Walden’s Premise Is Better Than Its Execution

Photo: courtesy Uncork’d Entertainment.

Imagine the Americana-set comedy of a Coen Brothers film, coupled with the energy and creativity of a ’90s slasher, further accompanied by a dark, harrowing mystery a là Seven. Writer-director Mick Davis’s Walden is essentially a marriage of these three elements—which sounds like a formula for a wild success, and Walden surely takes its premise to some fun and interesting places. There is plenty to enjoy about Walden from its lead’s energy and commitment to its cheeky setting and tone. it’s unfortunate, then, that the film fails to really form a cohesive whole from its clever inspirations.

Walden centers on the titular character (Emile Hirsch), a court stenographer and a nice southern boy in the small town of Alexandria, Georgia. The film follows him as he witnesses the sheer depravity of the people that go in front of him in court every day. As he sees more and more miscarriages of justice, Walden slips further down his own dark path and begins to take matters into his own hands.

Image from WALDEN depicting Walden (Emile Hirsch) praying on his bed.
Walden (Emile Hirsch) has very good intentions. Photo: courtesy Uncork’d Entertainment.

Walden is, at its core, very silly. The film’s appeal, where it can be found, comes from the zany nature of seeing Hirsch’s twee, bow tie-wearing gentleman commit some gruesome murders. The film reaches its real charm when it allows him to be completely insane and revel in the film’s own silliness.

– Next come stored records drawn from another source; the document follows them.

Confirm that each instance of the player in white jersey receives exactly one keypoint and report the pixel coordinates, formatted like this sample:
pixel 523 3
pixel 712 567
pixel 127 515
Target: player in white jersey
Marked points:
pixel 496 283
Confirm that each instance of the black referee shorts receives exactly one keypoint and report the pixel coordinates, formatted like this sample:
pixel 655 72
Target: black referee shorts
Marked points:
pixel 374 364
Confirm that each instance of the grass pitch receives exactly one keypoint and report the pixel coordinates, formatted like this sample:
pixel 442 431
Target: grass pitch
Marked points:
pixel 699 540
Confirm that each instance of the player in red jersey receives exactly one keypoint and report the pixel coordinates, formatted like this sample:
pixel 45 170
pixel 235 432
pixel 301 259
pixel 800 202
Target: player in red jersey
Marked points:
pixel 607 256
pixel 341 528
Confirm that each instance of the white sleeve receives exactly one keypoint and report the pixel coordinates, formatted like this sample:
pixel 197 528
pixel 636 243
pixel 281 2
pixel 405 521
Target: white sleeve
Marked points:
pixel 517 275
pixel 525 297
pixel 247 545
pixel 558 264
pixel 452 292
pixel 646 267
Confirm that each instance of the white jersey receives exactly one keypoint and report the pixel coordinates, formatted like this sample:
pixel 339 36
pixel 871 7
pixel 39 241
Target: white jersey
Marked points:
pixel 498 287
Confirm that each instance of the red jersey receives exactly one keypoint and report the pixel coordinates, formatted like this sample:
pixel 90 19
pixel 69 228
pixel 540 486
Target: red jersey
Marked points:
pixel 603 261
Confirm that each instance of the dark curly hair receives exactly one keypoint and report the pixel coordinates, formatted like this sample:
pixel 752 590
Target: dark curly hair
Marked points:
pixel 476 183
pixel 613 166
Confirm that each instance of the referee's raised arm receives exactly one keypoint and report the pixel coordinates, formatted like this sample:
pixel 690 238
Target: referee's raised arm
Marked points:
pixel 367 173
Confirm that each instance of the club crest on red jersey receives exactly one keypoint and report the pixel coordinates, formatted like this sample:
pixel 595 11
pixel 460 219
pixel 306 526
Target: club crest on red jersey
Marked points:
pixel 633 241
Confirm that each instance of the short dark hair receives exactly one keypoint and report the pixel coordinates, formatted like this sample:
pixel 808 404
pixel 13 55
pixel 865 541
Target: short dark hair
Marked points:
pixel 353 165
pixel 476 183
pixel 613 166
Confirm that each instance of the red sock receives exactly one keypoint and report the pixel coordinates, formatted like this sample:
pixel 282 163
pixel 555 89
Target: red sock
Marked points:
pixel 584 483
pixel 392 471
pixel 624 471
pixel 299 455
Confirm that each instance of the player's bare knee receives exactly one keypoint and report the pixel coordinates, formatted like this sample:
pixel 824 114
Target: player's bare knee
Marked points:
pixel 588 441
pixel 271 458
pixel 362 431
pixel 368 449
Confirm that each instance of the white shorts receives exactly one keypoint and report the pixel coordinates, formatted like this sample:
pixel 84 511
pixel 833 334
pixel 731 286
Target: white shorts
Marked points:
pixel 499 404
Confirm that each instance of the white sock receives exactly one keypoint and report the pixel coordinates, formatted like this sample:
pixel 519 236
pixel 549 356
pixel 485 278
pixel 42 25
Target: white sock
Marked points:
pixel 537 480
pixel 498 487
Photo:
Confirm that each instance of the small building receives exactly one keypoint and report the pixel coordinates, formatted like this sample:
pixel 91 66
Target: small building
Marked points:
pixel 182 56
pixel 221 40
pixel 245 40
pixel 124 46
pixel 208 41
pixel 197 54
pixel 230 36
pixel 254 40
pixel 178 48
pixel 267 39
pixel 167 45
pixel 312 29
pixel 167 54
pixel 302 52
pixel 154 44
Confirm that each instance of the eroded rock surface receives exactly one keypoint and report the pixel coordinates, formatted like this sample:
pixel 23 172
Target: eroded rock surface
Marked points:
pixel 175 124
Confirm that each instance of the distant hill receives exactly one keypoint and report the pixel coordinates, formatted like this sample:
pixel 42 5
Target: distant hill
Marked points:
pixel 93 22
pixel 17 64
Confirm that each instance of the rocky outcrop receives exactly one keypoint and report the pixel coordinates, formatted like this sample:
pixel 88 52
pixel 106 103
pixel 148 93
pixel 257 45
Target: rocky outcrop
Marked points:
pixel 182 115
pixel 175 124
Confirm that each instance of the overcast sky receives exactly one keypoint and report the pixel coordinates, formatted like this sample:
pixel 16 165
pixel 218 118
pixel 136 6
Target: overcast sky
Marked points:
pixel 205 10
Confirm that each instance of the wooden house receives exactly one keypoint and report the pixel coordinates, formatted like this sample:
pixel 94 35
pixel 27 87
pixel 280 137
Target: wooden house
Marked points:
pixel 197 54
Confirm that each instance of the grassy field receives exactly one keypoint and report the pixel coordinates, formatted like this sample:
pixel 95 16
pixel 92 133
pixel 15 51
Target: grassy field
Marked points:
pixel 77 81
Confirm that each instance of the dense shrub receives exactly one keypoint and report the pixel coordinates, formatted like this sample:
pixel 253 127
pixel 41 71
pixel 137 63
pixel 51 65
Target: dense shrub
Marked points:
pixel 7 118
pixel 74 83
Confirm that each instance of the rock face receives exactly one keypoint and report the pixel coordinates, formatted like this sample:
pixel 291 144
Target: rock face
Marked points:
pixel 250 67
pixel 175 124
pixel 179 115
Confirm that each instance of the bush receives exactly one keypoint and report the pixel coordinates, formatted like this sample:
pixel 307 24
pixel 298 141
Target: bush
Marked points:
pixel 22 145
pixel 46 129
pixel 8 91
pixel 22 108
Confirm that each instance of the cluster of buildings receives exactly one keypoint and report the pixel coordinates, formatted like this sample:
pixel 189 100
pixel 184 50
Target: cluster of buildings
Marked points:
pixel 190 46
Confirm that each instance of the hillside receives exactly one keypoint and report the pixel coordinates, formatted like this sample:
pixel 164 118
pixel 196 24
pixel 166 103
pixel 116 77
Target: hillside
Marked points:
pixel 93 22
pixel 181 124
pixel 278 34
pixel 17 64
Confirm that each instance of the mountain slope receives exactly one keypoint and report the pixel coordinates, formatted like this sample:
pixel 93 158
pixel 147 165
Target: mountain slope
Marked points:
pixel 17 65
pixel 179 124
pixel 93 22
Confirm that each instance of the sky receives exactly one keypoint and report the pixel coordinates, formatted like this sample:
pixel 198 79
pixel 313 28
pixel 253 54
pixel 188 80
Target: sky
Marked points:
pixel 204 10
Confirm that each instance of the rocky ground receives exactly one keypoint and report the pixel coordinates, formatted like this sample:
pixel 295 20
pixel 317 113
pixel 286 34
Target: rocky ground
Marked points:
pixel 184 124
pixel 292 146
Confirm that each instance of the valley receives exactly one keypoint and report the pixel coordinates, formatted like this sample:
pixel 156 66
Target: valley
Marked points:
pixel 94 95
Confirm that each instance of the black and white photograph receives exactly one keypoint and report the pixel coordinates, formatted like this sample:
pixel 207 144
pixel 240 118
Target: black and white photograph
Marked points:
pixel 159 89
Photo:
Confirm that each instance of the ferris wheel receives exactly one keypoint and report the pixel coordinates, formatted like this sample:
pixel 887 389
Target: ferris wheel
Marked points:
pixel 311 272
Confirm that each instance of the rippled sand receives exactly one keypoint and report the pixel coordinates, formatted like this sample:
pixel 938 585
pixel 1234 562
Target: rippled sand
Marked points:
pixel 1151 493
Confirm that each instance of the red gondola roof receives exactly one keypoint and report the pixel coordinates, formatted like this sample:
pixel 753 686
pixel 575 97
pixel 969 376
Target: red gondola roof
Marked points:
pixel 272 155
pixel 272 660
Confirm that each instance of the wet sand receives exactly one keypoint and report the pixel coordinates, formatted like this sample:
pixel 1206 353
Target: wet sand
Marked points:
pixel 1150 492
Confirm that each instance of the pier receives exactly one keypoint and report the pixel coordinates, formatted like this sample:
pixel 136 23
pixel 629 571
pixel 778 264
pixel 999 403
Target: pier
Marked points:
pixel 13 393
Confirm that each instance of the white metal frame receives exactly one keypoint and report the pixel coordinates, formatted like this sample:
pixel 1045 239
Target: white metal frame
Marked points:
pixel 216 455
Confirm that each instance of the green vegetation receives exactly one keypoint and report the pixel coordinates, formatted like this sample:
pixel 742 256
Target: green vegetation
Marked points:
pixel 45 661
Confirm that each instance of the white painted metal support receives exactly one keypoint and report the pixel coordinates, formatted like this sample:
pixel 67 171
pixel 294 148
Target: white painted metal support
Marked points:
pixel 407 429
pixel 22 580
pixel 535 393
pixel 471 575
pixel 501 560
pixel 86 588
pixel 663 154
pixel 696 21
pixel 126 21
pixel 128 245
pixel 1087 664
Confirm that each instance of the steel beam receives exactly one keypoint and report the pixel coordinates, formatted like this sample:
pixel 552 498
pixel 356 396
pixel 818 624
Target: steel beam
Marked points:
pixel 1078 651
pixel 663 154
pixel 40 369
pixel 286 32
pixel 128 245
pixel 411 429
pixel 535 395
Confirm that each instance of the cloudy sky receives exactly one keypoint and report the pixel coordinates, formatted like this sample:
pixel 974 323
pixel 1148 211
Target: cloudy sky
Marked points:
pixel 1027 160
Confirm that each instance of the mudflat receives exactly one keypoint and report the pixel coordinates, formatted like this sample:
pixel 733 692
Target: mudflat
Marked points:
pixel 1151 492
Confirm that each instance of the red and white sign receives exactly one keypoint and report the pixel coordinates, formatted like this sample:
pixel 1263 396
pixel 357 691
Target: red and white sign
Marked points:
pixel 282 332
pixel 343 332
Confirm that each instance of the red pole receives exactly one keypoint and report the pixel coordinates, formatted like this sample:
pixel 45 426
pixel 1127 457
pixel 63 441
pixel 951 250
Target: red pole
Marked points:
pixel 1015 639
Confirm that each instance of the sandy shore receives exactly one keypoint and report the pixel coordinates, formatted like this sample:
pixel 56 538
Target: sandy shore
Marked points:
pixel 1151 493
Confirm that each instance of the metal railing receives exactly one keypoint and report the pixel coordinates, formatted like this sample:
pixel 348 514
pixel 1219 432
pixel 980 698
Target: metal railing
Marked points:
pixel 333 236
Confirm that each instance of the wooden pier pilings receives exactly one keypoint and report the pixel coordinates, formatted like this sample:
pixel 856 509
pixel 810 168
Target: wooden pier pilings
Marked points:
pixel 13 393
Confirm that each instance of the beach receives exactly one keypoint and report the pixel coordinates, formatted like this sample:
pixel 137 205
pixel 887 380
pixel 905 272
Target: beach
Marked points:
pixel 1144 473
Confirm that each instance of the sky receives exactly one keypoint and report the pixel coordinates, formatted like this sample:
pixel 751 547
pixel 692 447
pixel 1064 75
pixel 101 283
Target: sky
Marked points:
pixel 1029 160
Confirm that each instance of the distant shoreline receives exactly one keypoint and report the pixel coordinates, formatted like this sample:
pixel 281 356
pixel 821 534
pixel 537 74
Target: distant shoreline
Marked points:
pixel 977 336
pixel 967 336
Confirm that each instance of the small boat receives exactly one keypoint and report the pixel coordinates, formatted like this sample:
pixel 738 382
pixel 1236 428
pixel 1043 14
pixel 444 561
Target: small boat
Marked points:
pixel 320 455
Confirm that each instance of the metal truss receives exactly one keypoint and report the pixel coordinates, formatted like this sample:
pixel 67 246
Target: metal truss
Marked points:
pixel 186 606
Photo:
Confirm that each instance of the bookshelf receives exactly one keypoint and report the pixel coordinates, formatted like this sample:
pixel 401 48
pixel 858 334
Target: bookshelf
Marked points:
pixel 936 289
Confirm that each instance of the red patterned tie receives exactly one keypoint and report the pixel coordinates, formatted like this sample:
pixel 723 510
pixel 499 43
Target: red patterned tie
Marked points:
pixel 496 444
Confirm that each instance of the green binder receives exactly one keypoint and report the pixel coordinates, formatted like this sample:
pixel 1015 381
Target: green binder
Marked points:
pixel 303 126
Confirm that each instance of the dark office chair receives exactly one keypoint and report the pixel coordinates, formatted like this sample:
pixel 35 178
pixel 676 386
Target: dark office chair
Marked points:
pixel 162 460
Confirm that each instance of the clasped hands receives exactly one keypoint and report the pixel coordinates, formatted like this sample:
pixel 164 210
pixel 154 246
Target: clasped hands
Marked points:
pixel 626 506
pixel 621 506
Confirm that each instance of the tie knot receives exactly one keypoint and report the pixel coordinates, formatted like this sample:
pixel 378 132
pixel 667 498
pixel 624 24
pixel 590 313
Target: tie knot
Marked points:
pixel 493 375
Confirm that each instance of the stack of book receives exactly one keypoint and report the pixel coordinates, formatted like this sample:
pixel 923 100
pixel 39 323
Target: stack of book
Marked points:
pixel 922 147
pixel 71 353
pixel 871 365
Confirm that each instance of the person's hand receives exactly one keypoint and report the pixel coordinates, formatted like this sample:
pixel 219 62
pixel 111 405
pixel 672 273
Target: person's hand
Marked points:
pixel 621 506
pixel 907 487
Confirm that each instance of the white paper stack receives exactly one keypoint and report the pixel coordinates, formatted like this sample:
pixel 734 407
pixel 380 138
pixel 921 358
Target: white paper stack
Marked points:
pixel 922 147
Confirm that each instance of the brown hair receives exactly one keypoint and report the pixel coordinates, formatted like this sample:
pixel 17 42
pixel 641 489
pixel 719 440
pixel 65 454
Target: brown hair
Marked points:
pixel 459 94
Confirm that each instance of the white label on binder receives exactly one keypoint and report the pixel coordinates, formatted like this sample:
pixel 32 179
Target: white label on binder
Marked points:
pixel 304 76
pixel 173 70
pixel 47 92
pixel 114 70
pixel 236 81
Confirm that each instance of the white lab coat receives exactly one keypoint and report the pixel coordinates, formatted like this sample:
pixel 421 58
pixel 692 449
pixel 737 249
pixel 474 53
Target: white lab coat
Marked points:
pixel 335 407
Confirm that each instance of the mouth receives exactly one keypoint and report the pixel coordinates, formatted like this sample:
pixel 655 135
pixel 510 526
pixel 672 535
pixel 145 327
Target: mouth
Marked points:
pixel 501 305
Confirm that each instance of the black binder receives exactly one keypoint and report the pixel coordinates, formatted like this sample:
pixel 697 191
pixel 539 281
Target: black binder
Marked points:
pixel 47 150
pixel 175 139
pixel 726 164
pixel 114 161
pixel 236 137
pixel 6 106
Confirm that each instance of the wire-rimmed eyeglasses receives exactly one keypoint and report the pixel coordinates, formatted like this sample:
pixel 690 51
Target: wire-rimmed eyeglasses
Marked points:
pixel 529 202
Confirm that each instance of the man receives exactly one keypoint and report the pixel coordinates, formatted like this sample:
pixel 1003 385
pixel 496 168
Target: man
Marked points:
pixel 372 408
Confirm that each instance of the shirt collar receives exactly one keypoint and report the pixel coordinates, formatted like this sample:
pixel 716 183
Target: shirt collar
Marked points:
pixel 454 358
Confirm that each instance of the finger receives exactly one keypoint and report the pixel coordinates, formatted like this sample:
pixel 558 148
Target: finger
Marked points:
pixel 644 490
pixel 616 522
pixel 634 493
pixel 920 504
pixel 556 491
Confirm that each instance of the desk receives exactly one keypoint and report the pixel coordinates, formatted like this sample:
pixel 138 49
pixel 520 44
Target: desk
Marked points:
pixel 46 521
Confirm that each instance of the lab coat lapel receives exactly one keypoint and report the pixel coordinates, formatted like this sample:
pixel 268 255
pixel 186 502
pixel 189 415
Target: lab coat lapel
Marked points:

Hirsch, furthermore, commits to the bit in a big way. He’s pretty cartoonish, but not in a bombastic kind of way. It’s the way he carries himself, the way he’s dressed, and, crucially, his soft, gentle tone of voice. He is a wonderful and charming presence, whether he’s having a nice lunch with his boss or enacting gruesome revenge on those released from the wrong courtroom.

It’s a shame the film around him is often so lifeless. the first thing one probably notices about Walden is how boring it is to look at. The film’s exterior scenes are often just as dull and washed out as its interiors, where Walden goes between nondescript courtrooms, classrooms, and bars. It has some moments where the film might take a stab at creating some kind of interesting image, but it all too often falls flat. It looks, sounds, and moves like an episode of a CBS procedural.

That’s before even getting into how heavily Walden features, and how awkwardly it handles, its two cop characters, detectives Hunt (Tania Raymonde) and Kane (Shane West). The two detectives are on the hunt for a child murderer, but they do precious little actual detective work. It is a bizarre side plot that feels phoned-in, and the film doesn’t seem to know exactly why it spends so much time on this. To  dig into it beyond the surface would be to spoil the plot, but suffice it to say that its eventual payoff feels trite at best and pointless at worst.

Image from WALDEN showing detectives Hunt (Raymonde) an Kane (West)
Hunt (Tania Raymonde) and Kane (Shane West) do precious little detective work. Photo: courtesy Uncork’d Entertainment.

Walden also spends a good bit of time satirizing the south and its social dynamics, also seemingly with no real goal in mind. This aspect of the film mostly concerns Walden’s short and reserved romance with Emily (Kelli Garner), his rival in a competition to break the world record of words typed on a stenograph in one minute. Their relationship is cute until it gets bogged down in emotional weight and complexity that feels even more contrived than the rest of the film. It has its moments, particularly one scene where Walden meets Emily’s parents, but it’s mostly unremarkable.

The film also concerns itself with Walden’s own mommy issues and his relationship with his father. Here yet again the film just kind of throws elements at the wall without really doing anything interesting or meaningful with them. We see flashbacks of Walden’s mother acting abusive towards him as a child before leaving him and his father, and we see adult Walden’s strained relationship with his father as a result, but it’s in this way that Walden left me with so much confusion. There is so much here to enjoy, so much here that can be mined for really fun, silly horror and satire. But Walden can’t commit; it instead gets bogged down in police drama and half-assed mystery that isn’t done in any particularly interesting way.

What is so unfortunate about Walden is thus how much the formula for a solid zany slasher is there, but the fun isn’t there, mostly because the film doesn’t seem to allow it. There is a good film to be made out of this character navigating strange southern social norms, going to his bookish job, and committing horrible crimes in contrast with such a self-serious world. It’s just unfortunate, then, that Walden is mired in drab, boring writing and filmmaking.

Walden is a film that has its enjoyments, and Walden himself is a very fun and endearing horror anti-hero. I would love to see more of him in some way, But not like this.